Industrial and natural resources of water have polluted
the water body with arsenic (As) compounds. The As is extremely poisonous
element and it can cause cancer in living bodies (Wang et al. 2006; Kumari et al.
2017; Zhang et al. 2019). So, water
contamination with As is becoming a serious
environmental and health issue and its harshness is increasing (Allen and Rana
2004). Animals and plants present in water bodies are infected directly by As in toxic ion (Authman et
al. 2015). This situation also causes human health risk when they use water
polluted with As and via food chain due to
bioaccumulation of As in living bodies (Yang et al. 2014; Javed 2015).

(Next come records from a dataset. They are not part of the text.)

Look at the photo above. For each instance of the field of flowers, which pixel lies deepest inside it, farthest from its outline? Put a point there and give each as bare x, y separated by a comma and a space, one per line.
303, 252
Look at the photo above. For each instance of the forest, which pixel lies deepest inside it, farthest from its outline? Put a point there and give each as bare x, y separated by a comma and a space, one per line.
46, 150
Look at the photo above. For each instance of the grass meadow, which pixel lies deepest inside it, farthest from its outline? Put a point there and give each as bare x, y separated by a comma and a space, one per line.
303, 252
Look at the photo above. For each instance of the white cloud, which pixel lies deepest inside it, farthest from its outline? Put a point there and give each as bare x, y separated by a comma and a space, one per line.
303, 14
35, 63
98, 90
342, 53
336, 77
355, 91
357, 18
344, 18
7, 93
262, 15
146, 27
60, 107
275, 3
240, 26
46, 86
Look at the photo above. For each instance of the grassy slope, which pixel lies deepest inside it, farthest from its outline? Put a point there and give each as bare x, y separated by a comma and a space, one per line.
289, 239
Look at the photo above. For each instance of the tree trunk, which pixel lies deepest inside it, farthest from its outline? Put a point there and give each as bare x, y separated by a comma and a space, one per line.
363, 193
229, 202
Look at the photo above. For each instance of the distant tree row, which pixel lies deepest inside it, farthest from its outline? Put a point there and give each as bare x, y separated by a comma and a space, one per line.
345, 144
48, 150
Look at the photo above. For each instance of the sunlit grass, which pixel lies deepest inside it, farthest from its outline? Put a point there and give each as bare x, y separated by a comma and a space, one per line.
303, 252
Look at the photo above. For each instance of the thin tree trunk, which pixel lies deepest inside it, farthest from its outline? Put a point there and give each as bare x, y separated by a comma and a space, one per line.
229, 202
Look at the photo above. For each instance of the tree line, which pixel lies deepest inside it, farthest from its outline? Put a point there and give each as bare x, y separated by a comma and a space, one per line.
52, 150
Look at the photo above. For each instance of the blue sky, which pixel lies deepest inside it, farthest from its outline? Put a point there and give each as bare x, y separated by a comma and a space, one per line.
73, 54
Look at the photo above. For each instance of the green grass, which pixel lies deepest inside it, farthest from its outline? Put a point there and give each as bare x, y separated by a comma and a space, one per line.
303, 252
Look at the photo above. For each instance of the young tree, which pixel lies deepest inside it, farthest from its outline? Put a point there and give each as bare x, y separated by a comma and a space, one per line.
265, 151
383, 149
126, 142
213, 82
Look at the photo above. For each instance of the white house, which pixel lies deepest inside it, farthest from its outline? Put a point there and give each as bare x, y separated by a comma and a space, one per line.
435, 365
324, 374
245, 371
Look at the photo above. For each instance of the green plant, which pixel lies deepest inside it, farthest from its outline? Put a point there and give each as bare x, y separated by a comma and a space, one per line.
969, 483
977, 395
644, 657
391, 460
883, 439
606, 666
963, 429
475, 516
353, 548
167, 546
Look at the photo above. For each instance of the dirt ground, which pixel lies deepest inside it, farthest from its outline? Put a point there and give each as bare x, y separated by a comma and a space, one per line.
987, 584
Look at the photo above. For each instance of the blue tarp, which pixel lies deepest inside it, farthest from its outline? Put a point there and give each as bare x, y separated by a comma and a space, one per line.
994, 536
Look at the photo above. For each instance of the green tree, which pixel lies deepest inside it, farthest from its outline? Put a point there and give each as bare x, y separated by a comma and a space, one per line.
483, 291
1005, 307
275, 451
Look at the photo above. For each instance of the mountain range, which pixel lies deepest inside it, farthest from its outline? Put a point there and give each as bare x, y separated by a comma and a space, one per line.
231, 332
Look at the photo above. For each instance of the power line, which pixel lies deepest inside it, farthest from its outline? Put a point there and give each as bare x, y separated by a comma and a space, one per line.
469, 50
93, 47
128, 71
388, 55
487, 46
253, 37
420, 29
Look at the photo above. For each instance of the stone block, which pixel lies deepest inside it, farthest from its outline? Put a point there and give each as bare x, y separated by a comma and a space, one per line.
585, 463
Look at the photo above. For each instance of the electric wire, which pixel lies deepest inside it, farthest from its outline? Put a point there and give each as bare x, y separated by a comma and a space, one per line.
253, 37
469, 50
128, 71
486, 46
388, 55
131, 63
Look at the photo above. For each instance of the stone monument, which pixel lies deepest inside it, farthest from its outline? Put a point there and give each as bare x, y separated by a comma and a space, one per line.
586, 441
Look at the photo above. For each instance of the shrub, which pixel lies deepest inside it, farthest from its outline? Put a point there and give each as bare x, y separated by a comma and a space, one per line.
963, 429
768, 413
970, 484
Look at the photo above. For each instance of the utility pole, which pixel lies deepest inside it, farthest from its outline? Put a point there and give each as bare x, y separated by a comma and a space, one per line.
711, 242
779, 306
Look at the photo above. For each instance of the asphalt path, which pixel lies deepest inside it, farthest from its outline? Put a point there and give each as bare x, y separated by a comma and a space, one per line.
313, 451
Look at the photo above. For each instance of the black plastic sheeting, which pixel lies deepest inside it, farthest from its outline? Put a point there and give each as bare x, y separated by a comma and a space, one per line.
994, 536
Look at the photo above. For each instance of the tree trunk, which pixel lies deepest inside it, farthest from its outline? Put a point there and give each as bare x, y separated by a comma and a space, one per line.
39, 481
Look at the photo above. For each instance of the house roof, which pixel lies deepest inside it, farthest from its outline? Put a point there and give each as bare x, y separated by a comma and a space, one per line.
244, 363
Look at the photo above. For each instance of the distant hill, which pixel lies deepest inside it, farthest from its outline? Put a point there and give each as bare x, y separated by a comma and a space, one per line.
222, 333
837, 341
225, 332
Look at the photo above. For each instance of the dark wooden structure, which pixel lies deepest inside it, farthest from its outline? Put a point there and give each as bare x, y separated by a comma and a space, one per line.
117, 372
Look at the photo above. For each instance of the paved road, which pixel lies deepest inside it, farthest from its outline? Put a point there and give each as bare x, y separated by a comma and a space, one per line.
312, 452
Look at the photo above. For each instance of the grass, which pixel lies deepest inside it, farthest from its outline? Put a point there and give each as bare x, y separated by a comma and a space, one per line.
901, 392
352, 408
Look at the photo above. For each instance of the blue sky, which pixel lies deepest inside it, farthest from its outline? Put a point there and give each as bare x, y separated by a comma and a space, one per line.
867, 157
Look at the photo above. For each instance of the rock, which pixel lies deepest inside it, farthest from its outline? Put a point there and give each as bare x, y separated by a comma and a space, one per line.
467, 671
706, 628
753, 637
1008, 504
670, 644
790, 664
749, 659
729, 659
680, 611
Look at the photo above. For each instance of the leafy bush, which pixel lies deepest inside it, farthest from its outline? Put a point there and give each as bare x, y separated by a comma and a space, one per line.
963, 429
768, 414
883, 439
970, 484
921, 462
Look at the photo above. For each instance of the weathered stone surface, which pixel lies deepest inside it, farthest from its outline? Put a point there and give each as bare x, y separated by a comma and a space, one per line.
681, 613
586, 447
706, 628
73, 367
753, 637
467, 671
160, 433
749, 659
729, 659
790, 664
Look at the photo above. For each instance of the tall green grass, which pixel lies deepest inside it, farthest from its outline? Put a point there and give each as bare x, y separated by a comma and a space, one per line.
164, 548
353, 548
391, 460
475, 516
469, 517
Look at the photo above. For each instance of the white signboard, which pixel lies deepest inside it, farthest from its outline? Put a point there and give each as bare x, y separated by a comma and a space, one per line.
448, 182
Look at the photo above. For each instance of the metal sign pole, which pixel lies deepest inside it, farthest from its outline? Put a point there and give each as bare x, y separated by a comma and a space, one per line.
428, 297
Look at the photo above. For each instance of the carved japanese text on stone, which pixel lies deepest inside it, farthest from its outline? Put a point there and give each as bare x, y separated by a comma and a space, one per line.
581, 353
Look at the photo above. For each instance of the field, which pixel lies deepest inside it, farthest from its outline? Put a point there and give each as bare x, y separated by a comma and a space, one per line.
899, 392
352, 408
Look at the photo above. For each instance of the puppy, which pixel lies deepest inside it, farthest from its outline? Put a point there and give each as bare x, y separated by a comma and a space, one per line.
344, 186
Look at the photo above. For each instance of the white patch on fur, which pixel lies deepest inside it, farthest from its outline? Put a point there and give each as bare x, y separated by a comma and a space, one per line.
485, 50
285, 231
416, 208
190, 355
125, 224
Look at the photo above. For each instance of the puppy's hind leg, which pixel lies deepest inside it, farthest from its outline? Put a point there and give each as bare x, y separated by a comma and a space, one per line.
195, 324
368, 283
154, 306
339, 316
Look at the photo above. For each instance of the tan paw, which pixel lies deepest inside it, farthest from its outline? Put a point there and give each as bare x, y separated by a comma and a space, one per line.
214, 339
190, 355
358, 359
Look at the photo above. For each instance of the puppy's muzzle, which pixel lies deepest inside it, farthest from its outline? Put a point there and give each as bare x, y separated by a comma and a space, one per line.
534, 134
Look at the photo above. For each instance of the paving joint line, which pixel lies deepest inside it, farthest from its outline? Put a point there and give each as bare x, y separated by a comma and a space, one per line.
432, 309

Using the biomarkers such as
oxidative stress is a way to estimate the presence of As
in a water body. The end phenomenon is formed by an alteration in the stability
between antioxidant defense systems and reactive oxygen species (ROS) of
individual (Barata et al. 2005). The
ROS are comprised of free radical of hydrogen peroxide (H2O2),
hydroxyl radical (OH) and the superoxide anion (O2) (Lushchak 2011).
The synthesis of OH radicals and increase in H2O2
concentration takes place due to deposition of As in
the tissues of fish (Atli et al.
2006). Various researches proved that introduction to diverse pollutants, which include
As, encourages the production of ROS in cell (Ruas et al. 2008), provoking an increase in peroxidation of lipids and
change in activity of various antioxidant enzymes including glutathione
peroxidase (GPX), catalase (CAT) and superoxide dismutase (SOD) (Valko et al. 2005; Lushchak 2011).
The antioxidant defense
systems have vital role in stabilization of cell and conservation of stern
control of free radicals (Halliwell and Gutteridge 1989). In aquatic
toxicology, antioxidant actions of enzymes serve as sensitive biochemical
pointers and are broadly used to evaluate the fitness of animal (Gul et al. 2004). Bhattacharya and
Bhattacharya (2007) stated that two sub-lethal dosages of heavy metal on Clarias
batrachus presented rise in the activities of antioxidant enzymes such as
CAT, SOD and GPX. They also recorded a reduction in the activity of glutathione
reductase (GR) after one day of imposition of treatments which shows that oxidative damage
in fish was caused at initial stages. Superoxide (O-2), which is
one of the parental forms of intracellular ROS, is a
reactive molecule but it is possible to transform it to H2O2 by
SOD and then to oxygen and water by various enzymes such as CAT and GR (Kumari et al. 2014). So, observing the variation
in antioxidant enzymes activity such as CAT, GR and SOD will be an efficient
way of representing oxidative stress and variations in activity. Hence, this
study aimed to elucidate the As sub-lethal toxicity on
antioxidant defenses (GR, CAT, POD and SOD) and the ability of these enzymes to
reduce the oxidative stress in Cyprinus
carpio.
Materials and Methods
The fish C. carpio (15 ±
2 cm total length and 50 ± 1 g weight) were collected
from fish nursery Karor Lali Ehsan, Layyah Pakistan, were shifted to laboratory
in polyethylene bags with water that was oxygenated. The fish were acclimatized
in aquaria for 15 days under laboratory conditions prior to the experiment.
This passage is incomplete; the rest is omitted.